The few days spent at my site could not have gone better. Our first night consisted of dinner at my host family’s house, where my mom proudly enunciated her Thai proclaiming, “Aroi!”—“Delicious!”— and my dad licked his plate of spicy chicken curry clean, making my host mom’s week. The following day we visited one of my schools, where we were immediately greeted by a swarm of students. I couldn’t help but gush with pride as they asked my parents, “What is your name?”. The visit ended with a lunch outing with one of my favorite teachers. Later that night we made our way to another teacher’s house, who taught my parents how to make authentic Thai lettuce wraps. My parents quickly became celebrities in my community.
The last leg of our trip brought us to Koh Lipe, a small island off of Satun Province. Picture a postcard of the most picturesque beach you can imagine – white sand, turquoise water, islands sprinkled along the horizon. Now add a walking street teeming with coconut ice cream, fresh seafood, and amazing hamburgers. That is Lipe.

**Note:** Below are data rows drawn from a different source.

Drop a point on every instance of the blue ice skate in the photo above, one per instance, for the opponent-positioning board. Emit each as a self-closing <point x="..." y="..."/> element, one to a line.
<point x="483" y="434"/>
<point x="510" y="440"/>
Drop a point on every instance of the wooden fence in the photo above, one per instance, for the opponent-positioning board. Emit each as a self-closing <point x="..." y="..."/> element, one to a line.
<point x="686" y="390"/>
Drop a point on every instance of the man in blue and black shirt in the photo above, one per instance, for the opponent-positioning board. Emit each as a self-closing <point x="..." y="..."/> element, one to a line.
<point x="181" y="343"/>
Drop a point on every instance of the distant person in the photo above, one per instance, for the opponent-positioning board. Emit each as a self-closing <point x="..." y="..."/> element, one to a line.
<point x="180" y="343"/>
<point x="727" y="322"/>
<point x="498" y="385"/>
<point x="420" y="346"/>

My parents and I spent our last few days together soaking in the sun and drooling over the perfect views.
After our two absolutely perfect weeks, I found myself back in my office, trying to distract myself from the rapidly growing physical distance between my parents and myself. As I sat at my desk, a coworker walked up to me and asked, “So did you cry yet?” I remember thinking, “Oh boy.. not this again.” And I responded, “Yep, I cried a lot.”
She turned to our coworker and said, “Huh, just like us.”
She then turned back to me and said, “I understand. My mother died a few years ago and I miss her everyday.”
As I settle into life in Thailand, I constantly have to remind myself to not jump to conclusions. While I assumed my coworkers were just playfully teasing me, I realized they were also reflecting on something much greater than my embarrassing meltdown. In Thailand, family forms the foundation of daily life, whereas American culture places a larger value on the individual. While I navigate this foreign culture halfway across the world from my own home, it is easy to forget that the people I am surrounded by daily have not only never left their country, but they have no desire to leave. My motivation to travel and to understand other cultures seemed self-explanatory, but many people in my community will never fully understand why I decided to come to Thailand. However, with every meal shared, every family member or friend introduced and even with every tear shed, we will continue to break down the barriers between our two cultures together.
My family’s visit provided me with countless memories I will cherish for the rest of my life, and perhaps more importantly my family’s visit provided my new community with a greater understanding of this foreigner who chose to call Thung Wa, Satun home for two years. I think it is safe to say that I will continue to miss my friends and family everyday, but as my coworker reminded me, “You have a family and friends here too.”